2. No evidence was provided by the Supervisor of the Respiratory Therapy Department
(Employee #1) on 7/11/12 at 2:00 pm of written policies and procedures for the delivery of respiratory care services for the posting of signs when oxygen in use.

3. During the observational tour with the Supervisor of the Respiratory Therapy Department (employee #1) on 7/10/12 at 3:15 pm it was observed that all of the patient's rooms did not have evidence of sign posting for those patients using oxygen.

On interview with the Supervisor of the Respiratory Therapy Department (employee #1) on 7/10/12 at 3:15 pm she stated: '' The facility never use signs posting when oxygen is in use.''

4. During the observational tour on 7/10/12 from 3:15 pm till 3:45 pm with a Supervisor of the Respiratory Therapy Department ( employee #1) of patient's sleeping rooms #103B, #209A, #236B and #243A visited and provided evidence that the patient's respiratory equipment were found in plastic bags on the patient's night tables and on back of the patient bed. However, evidence was found of the respiratory equipment in plastic bags do not have the labeled with the date and hour when the equipment was started to use. Also, the facility must verify current guidelines related to respiratory equipment and the frequency of changes to ensure that they adhere to infection control standards.

5. On 7/10/12 at 1:15 pm. a used mask was observed in the personnel table used to eating.

6. On 7/10/12 at 2:30 pm. the respiratory therapist (RT) (employee # 45) was observed with gloves on, open the door to enter at the respiratory therapy department with a used ventilator without covered and exposed to the environment.

a. On interview at 2:33 pm. related to the procedure when the used ventilators are transfer to the respiratory therapy department the employee #45 stated: '' This ventilator was discontinued from a patient that was transfer to the Nuclear Medicine area and I brought it for disinfection " .

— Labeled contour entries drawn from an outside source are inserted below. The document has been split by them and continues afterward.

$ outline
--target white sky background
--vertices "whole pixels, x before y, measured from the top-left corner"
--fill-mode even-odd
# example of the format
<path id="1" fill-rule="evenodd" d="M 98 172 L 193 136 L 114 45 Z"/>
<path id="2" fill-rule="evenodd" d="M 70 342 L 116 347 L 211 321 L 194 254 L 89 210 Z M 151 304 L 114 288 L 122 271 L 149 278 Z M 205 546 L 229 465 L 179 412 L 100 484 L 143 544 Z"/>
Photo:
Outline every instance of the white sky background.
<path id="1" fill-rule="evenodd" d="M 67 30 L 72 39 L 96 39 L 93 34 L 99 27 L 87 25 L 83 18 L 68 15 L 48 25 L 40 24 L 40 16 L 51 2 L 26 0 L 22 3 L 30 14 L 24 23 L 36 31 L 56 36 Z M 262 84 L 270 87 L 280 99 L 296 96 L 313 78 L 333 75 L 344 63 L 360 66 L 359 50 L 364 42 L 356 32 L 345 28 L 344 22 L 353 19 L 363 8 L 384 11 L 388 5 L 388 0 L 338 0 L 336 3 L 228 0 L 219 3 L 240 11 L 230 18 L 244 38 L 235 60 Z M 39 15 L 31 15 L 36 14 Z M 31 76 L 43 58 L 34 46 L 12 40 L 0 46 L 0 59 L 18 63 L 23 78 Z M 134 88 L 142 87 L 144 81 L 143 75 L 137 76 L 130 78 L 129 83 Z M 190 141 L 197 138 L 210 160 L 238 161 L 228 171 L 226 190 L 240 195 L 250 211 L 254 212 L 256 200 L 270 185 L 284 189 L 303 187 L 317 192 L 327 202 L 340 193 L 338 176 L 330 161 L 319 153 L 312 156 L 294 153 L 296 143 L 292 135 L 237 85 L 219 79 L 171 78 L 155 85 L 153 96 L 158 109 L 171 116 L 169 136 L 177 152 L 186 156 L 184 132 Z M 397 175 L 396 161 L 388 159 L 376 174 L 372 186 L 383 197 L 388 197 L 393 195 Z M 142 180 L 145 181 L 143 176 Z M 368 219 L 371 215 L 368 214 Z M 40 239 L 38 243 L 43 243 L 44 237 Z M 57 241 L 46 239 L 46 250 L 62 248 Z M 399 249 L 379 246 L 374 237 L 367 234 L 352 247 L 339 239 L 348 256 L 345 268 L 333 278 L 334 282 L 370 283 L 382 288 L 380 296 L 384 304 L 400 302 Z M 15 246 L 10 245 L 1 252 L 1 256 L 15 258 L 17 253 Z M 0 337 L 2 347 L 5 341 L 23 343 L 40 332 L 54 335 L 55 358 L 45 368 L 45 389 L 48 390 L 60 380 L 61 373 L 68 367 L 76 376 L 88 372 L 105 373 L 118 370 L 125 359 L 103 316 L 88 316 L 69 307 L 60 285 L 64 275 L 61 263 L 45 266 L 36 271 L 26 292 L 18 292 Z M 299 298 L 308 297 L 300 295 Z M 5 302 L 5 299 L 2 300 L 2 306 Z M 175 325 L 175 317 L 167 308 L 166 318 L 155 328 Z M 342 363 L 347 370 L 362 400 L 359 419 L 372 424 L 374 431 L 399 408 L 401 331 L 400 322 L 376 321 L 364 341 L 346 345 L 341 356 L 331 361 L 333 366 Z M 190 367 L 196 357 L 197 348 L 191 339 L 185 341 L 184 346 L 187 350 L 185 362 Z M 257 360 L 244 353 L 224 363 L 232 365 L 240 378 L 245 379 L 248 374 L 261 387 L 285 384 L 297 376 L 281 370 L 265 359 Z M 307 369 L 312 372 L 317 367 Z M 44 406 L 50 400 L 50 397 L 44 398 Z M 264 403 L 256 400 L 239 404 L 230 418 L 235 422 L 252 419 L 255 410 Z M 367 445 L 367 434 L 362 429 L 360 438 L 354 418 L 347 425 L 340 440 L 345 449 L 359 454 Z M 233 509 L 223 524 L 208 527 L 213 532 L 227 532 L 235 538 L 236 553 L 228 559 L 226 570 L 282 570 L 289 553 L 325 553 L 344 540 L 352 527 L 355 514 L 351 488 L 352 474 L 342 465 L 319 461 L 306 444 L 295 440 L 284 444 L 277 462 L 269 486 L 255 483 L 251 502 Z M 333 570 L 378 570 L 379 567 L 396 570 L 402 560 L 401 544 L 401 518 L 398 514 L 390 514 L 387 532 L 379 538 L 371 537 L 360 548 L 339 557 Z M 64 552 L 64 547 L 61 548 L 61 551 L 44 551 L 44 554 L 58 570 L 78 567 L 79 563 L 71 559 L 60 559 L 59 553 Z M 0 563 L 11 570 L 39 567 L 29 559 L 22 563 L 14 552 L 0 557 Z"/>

b. The employee took of his gloves and discarder them, he did no wash his hands, or use hand sanitizer because the reparatory department does not have hand sanitizer.

7. On 7/10/12 at 9:30 am it was observed that the respiratory department does not have a housekeeping room, no designated employee for housekeeping at this area. No evidence was provided related to the Material Safety Data Sheets (MSDS) orientation directed toward housekeeping and other personnel.

8. No evidence was provided from the supervisor of the Respiratory Therapy Department
(employee #1) on 7/11/12 at 1:15 pm of written policies for the delivery of respiratory care services which are developed and approved by the medical staff related to the time frame for updating the respiratory therapy plan of care.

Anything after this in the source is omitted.